You are viewing a plain text version of this content. The canonical link for it is here.
Posted to issues@spark.apache.org by "Matt Cheah (JIRA)" <ji...@apache.org> on 2015/09/02 00:09:45 UTC
[jira] [Created] (SPARK-10407) Possible Stack-overflow using
InheritableThreadLocal nested-properties for SparkContext.localProperties
Matt Cheah created SPARK-10407:
----------------------------------
Summary: Possible Stack-overflow using InheritableThreadLocal nested-properties for SparkContext.localProperties
Key: SPARK-10407
URL: https://issues.apache.org/jira/browse/SPARK-10407
Project: Spark
Issue Type: Bug
Reporter: Matt Cheah
Priority: Minor
In my long-running web server that eventually uses a SparkContext, I eventually came across some stack overflow errors that could only be cleared by restarting my server.
{code}
java.lang.StackOverflowError: null
at java.io.ObjectInputStream$PeekInputStream.read(ObjectInputStream.java:2307) ~[na:1.7.0_45]
at java.io.ObjectInputStream$BlockDataInputStream.read(ObjectInputStream.java:2718) ~[na:1.7.0_45]
at java.io.ObjectInputStream$BlockDataInputStream.readFully(ObjectInputStream.java:2742) ~[na:1.7.0_45]
at java.io.ObjectInputStream.defaultReadFields(ObjectInputStream.java:1979) ~[na:1.7.0_45]
at java.io.ObjectInputStream.defaultReadObject(ObjectInputStream.java:500) ~[na:1.7.0_45]
...
...
at org.apache.commons.lang3.SerializationUtils.clone(SerializationUtils.java:96) ~[commons-lang3-3.3.jar:3.3]
at org.apache.spark.scheduler.DAGScheduler.submitJob(DAGScheduler.scala:516) ~[spark-core_2.10-1.4.1-palantir1.jar:1.4.1-palantir1]
at org.apache.spark.scheduler.DAGScheduler.runJob(DAGScheduler.scala:529) ~[spark-core_2.10-1.4.1-palantir1.jar:1.4.1-palantir1]
at org.apache.spark.SparkContext.runJob(SparkContext.scala:1770) ~[spark-core_2.10-1.4.1-palantir1.jar:1.4.1-palantir1]
at org.apache.spark.SparkContext.runJob(SparkContext.scala:1788) ~[spark-core_2.10-1.4.1-palantir1.jar:1.4.1-palantir1]
at org.apache.spark.SparkContext.runJob(SparkContext.scala:1803) ~[spark-core_2.10-1.4.1-palantir1.jar:1.4.1-palantir1]
at org.apache.spark.rdd.RDD$$anonfun$take$1.apply(RDD.scala:1276) ~[spark-core_2.10-1.4.1-palantir1.jar:1.4.1-palantir1]
...
{code}
The bottom of the trace indicates that serializing a properties object is part of the stack when the overflow happens.
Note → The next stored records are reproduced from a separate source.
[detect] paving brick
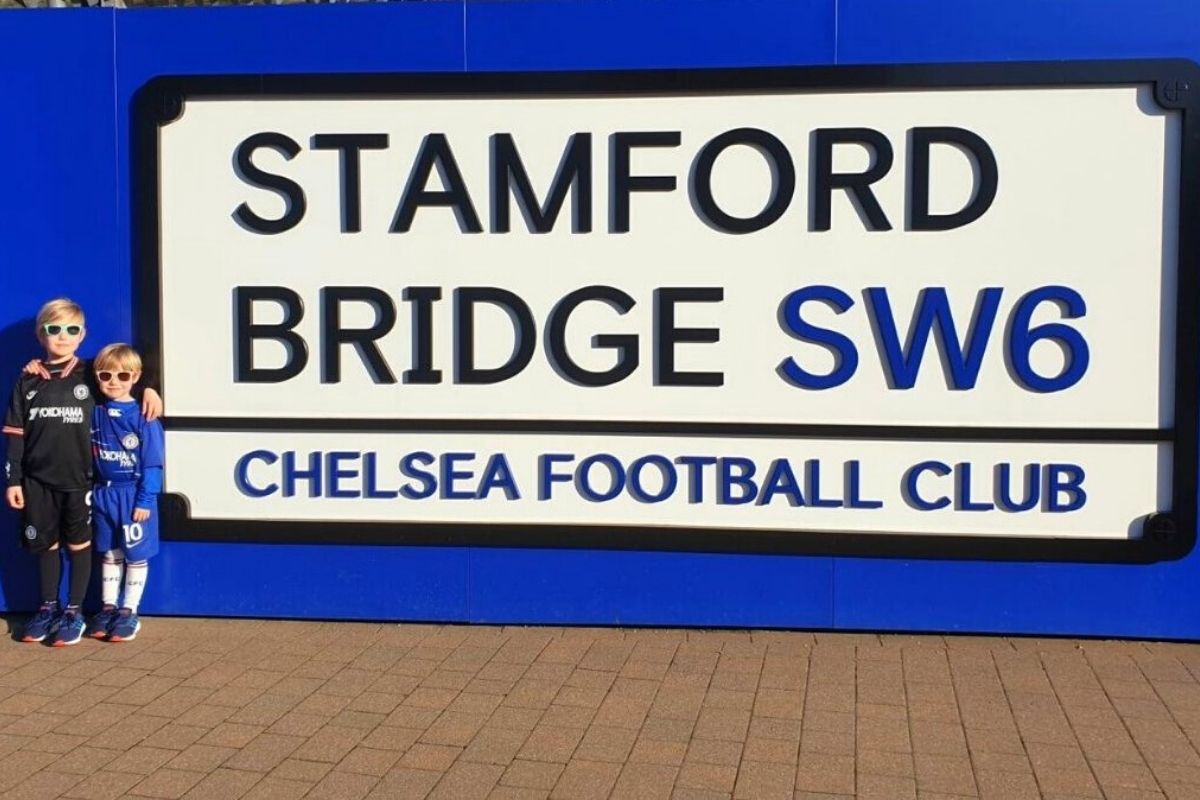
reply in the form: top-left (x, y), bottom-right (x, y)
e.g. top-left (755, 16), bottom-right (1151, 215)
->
top-left (733, 760), bottom-right (796, 799)
top-left (130, 769), bottom-right (205, 799)
top-left (305, 770), bottom-right (379, 800)
top-left (517, 726), bottom-right (584, 764)
top-left (610, 763), bottom-right (679, 800)
top-left (62, 770), bottom-right (145, 800)
top-left (428, 762), bottom-right (504, 800)
top-left (500, 759), bottom-right (564, 792)
top-left (177, 768), bottom-right (263, 800)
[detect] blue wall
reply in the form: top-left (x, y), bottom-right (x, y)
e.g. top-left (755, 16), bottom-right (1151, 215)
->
top-left (0, 0), bottom-right (1200, 638)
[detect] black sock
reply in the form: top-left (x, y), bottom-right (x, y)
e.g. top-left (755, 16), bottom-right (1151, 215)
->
top-left (37, 549), bottom-right (62, 603)
top-left (67, 547), bottom-right (91, 606)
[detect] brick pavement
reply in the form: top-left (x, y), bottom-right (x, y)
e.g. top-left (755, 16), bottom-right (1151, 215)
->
top-left (0, 618), bottom-right (1200, 800)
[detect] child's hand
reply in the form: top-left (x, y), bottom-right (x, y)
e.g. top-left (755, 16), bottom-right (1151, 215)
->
top-left (22, 359), bottom-right (50, 380)
top-left (142, 386), bottom-right (162, 424)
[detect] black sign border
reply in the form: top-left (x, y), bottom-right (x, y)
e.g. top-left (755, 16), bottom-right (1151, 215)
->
top-left (130, 59), bottom-right (1200, 564)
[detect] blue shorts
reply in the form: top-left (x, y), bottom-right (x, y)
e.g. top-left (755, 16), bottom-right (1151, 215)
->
top-left (91, 483), bottom-right (158, 561)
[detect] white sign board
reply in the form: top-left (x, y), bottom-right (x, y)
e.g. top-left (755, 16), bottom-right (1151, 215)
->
top-left (136, 67), bottom-right (1194, 552)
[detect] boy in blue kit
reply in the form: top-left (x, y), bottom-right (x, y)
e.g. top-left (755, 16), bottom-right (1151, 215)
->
top-left (89, 344), bottom-right (163, 642)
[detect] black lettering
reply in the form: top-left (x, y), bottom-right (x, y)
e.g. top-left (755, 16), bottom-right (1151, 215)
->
top-left (546, 285), bottom-right (637, 386)
top-left (401, 287), bottom-right (442, 384)
top-left (608, 131), bottom-right (679, 234)
top-left (233, 287), bottom-right (308, 384)
top-left (812, 128), bottom-right (893, 230)
top-left (391, 133), bottom-right (484, 234)
top-left (492, 133), bottom-right (592, 234)
top-left (454, 287), bottom-right (536, 384)
top-left (692, 128), bottom-right (796, 234)
top-left (233, 131), bottom-right (307, 234)
top-left (312, 133), bottom-right (388, 234)
top-left (654, 287), bottom-right (725, 386)
top-left (320, 287), bottom-right (396, 384)
top-left (908, 127), bottom-right (1000, 230)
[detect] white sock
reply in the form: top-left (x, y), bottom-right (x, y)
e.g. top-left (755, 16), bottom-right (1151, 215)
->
top-left (100, 549), bottom-right (125, 606)
top-left (121, 561), bottom-right (150, 614)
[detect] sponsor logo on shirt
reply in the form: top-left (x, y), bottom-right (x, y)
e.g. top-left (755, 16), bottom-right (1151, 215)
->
top-left (29, 405), bottom-right (83, 425)
top-left (96, 450), bottom-right (138, 469)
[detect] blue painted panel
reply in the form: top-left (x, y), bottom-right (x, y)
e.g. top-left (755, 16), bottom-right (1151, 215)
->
top-left (143, 542), bottom-right (467, 621)
top-left (466, 0), bottom-right (835, 71)
top-left (834, 558), bottom-right (1200, 639)
top-left (470, 549), bottom-right (833, 627)
top-left (0, 11), bottom-right (123, 608)
top-left (75, 2), bottom-right (468, 621)
top-left (838, 0), bottom-right (1200, 64)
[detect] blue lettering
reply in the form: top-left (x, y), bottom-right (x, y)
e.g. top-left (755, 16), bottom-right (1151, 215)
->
top-left (758, 458), bottom-right (804, 506)
top-left (400, 450), bottom-right (438, 500)
top-left (1045, 464), bottom-right (1087, 513)
top-left (904, 461), bottom-right (953, 511)
top-left (233, 450), bottom-right (280, 498)
top-left (629, 456), bottom-right (679, 503)
top-left (1008, 287), bottom-right (1091, 392)
top-left (866, 287), bottom-right (1003, 390)
top-left (283, 450), bottom-right (320, 498)
top-left (538, 453), bottom-right (575, 500)
top-left (996, 463), bottom-right (1042, 511)
top-left (716, 456), bottom-right (758, 505)
top-left (325, 450), bottom-right (361, 498)
top-left (475, 453), bottom-right (521, 500)
top-left (779, 285), bottom-right (858, 389)
top-left (575, 453), bottom-right (625, 503)
top-left (439, 452), bottom-right (475, 500)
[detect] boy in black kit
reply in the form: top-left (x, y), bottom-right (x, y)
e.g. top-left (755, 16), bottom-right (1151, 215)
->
top-left (4, 299), bottom-right (162, 646)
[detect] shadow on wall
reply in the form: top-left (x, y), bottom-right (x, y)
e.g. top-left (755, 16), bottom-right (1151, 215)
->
top-left (0, 317), bottom-right (40, 610)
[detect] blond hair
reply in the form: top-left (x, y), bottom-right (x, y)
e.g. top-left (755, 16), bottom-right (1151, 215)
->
top-left (91, 342), bottom-right (142, 372)
top-left (37, 297), bottom-right (84, 336)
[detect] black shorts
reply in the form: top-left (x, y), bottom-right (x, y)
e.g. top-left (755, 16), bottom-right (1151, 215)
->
top-left (20, 477), bottom-right (91, 553)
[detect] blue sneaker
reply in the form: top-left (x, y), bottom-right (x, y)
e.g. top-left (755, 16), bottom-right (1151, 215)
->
top-left (50, 606), bottom-right (85, 648)
top-left (88, 606), bottom-right (116, 639)
top-left (108, 608), bottom-right (142, 642)
top-left (20, 600), bottom-right (59, 642)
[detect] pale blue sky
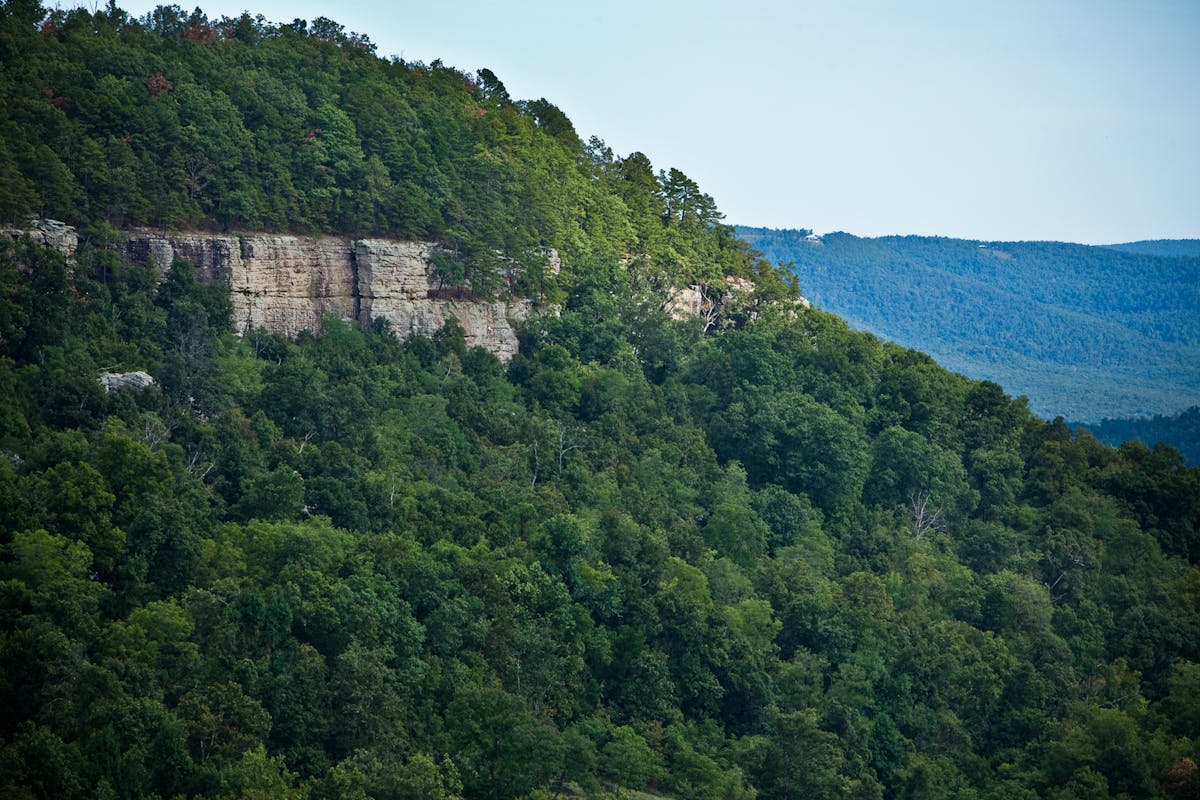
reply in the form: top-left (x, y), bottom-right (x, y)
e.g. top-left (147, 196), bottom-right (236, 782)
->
top-left (98, 0), bottom-right (1200, 243)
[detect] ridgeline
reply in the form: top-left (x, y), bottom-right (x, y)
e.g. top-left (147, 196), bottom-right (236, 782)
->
top-left (7, 2), bottom-right (1200, 800)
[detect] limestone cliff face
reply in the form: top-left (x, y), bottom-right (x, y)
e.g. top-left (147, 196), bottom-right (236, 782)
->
top-left (126, 230), bottom-right (537, 360)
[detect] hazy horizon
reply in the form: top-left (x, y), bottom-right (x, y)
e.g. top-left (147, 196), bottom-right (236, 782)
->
top-left (72, 0), bottom-right (1200, 245)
I checked the origin of the properties, and it turns out it's coming from SparkContext.localProperties, an InheritableThreadLocal field.
When I debugged further, I found that localProperties.childValue() wraps its parent properties object in another properties object, and returns the wrapper properties. The problem is that every time childValue was being called, I was seeing the properties that was passed in from the parent have a deeper and deeper nesting of wrapped properties. This doesn't make any sense since my application doesn't create threads recursively or anything like that, so I'm marking this issue as a minor one since it shouldn't affect the average application.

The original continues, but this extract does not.